Jake Sprenger is an alum from the 2017 Arctic expedition.
As a young person, I know all too well the challenges involved in having my voice heard. “You’re just a kid”, some people say. At the Canadian Roots Exchange Conference, however, it was a completely different story. Youth had an important say during workshops and panels; in fact, one night was dedicated entirely to a panel of youth under 16 years old. This, to me, was empowering. Not only did the CRE Conference give me a chance to participate in valuable conversations on a diverse range of topics, but it also showed me how important it is for youth to have their voices heard when discussing issues that affect them. Our generation brings a unique perspective to the table that can sometimes be overlooked. Many of the excellent workshops I attended were youth-led, which further demonstrated the commitment of our generation to taking a lead role in fostering education, inclusivity and positive change.
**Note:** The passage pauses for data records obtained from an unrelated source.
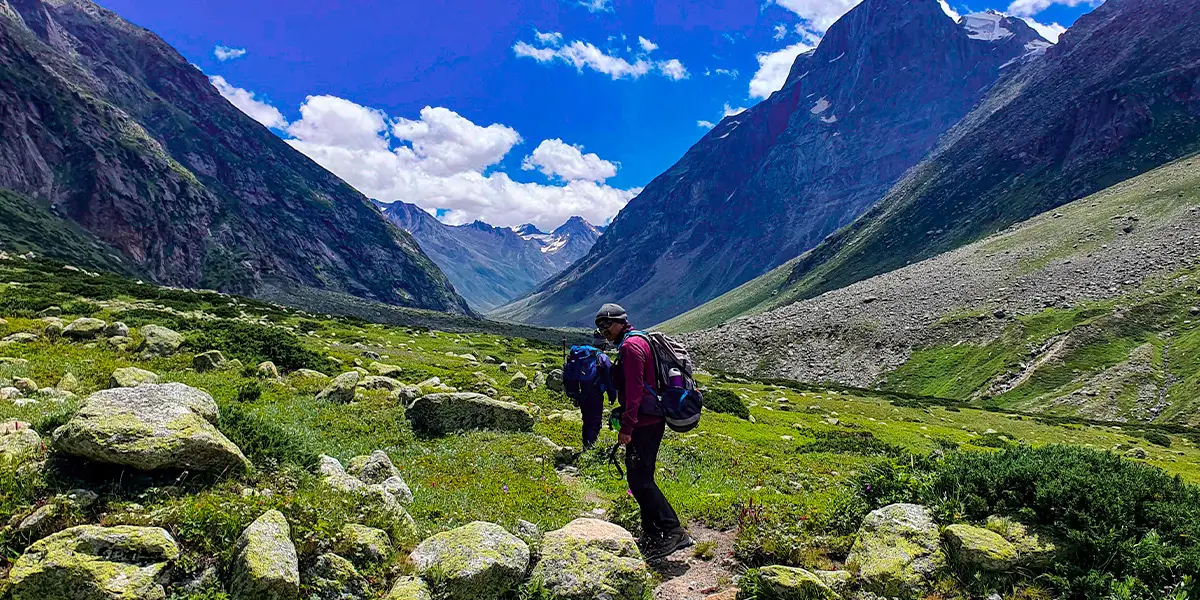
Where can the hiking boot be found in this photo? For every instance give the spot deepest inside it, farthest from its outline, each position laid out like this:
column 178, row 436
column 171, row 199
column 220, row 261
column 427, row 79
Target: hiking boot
column 669, row 544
Before the conference, I was worried that I might not have as much to share as some of the other participants whose experiences have been so different from my own. Once there, however, I realized that by worrying less about contributing, I could focus instead on what others had to say. This paid off in spades! This was an opportunity to remind myself that listening is just as important as speaking – especially when what others have to say is so meaningful and important. Often, while listening to a speaker, I found myself thinking about how I might be able to bring what I was learning back to my community, in particular to others my own age. I pushed myself to go to workshops that focused on topics that I wasn’t familiar with, such as reconciliation in the media sphere. I found “This is My Tobacco” to be a great hands-on workshop that taught me about the significance of tobacco in Indigenous cultures as well as the meaningful use of tobacco ties and medicine pouches. I also had a blast learning about Arctic sports – turns out I’m not too bad at Alaskan high kick!
One of the highlights of the conference for me was working with the other SOI delegates to plan the workshop that we would be leading as a group (Arctic Myths and Preconceptions). Having all of us in a room together, late at night, laughing, joking, and having a great time while we worked, has really stuck with me. Reconnecting with SOI staff and alum from my expedition, as well as getting to know others from previous expeditions, was meaningful to me. Sometimes It’s the little things that count.
It’s now more clear to me than ever that when we share our thoughts and encourage discussion, good things happen. The CRE Conference was a great opportunity to reflect on the importance of furthering dialogue between Indigenous and non-Indigenous youth. I’m so grateful to have had the opportunity to be a part of it.